Amelia Stein's Loss & Memory at the Rubicon Gallery is an intensely personal project. A series of photographs record, item by item, with tender concentration, some of the possessions of her parents, Mona and Mendel, both of whom died within the last five years. The objects, worn with use, are for the most part ordinary things: a battered pair of old training shoes, a garden fork and trowel, a carefully preserved cardboard stationery box, kitchen implements, spice jars. These humble objects seem to coalesce from deep, velvety black shadows in the images, and it is as if they might imminently disappear back into the shadows at any moment.
One can readily identify with Stein when she writes of "trying to weave a safety-net out of the threads" of memories, to give a considered, durable form such fugitive traces.
Collectively these traces bear the consistent imprints of two lives and the photographs cumulatively make up portraits of close, almost palpable absences. The idea of absence is underscored by the recurrent emptiness of the objects as much as by their tenuous visibility.
In their intimacy the pictures are like whispered secrets, and in moving through the deserted house Stein sees herself "secretive as a child" again, exploring the mysteries of her mother's kitchen "full of things that should not be touched.". Strong as the individual pieces are, Loss & Memory, like her last project, The Palm House, is best viewed as a thematic group.

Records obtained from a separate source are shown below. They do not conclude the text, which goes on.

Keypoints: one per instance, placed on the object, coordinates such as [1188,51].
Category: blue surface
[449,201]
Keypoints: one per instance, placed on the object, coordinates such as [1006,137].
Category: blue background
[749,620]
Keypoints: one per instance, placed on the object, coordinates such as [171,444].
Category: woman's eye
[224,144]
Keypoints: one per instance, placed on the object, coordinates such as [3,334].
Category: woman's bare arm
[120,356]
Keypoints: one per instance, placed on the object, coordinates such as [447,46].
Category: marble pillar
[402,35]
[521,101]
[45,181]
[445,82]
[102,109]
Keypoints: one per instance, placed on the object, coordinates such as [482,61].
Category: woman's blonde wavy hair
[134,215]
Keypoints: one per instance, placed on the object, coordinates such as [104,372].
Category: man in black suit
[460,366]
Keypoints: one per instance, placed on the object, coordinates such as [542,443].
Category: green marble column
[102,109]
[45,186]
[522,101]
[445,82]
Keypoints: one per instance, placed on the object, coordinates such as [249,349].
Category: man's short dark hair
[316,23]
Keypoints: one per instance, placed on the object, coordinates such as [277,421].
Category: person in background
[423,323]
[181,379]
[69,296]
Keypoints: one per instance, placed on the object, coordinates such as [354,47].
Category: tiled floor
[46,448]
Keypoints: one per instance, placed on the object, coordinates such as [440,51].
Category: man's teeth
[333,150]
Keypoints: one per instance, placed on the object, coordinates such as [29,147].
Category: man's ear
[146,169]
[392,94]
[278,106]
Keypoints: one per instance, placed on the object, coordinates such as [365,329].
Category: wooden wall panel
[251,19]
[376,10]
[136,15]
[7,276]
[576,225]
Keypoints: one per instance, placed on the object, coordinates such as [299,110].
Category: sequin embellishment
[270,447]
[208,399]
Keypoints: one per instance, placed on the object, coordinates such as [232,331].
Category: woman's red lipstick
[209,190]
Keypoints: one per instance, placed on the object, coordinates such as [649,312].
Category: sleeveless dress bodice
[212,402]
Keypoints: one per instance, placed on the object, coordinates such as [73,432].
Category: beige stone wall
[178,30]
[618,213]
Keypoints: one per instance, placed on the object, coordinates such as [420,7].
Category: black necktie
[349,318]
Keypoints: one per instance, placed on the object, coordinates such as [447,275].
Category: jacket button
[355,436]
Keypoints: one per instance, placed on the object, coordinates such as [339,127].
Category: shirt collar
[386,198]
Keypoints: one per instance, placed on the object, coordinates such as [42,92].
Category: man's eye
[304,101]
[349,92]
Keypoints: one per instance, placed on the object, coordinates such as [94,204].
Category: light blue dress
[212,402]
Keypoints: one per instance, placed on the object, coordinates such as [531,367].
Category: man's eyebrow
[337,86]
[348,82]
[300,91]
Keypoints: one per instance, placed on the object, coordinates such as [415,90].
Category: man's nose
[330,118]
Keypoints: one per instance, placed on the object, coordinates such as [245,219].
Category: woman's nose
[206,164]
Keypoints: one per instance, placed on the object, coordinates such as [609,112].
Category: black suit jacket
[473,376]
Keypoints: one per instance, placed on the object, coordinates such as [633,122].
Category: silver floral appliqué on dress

Angie Grimes's landscape-based paintings in her Bridge Gallery exhibition position us literally On the Edge, staring precipitously down to the shoreline where land meets sea. Sometimes we are perched atop a cliff, sometimes our view is from higher still. Grimes so positions us, one feels, because, as her fast, vigorous handling of both paint and print (in a series of carborundum) suggests, she is after the immediacy of the moment, that bracing confrontation with raw air and tough elements. There might also be an intimation of psychological edginess, of being constantly poised on the brink, but the images are generally upbeat and evidence great relish in the process of painting and print-making.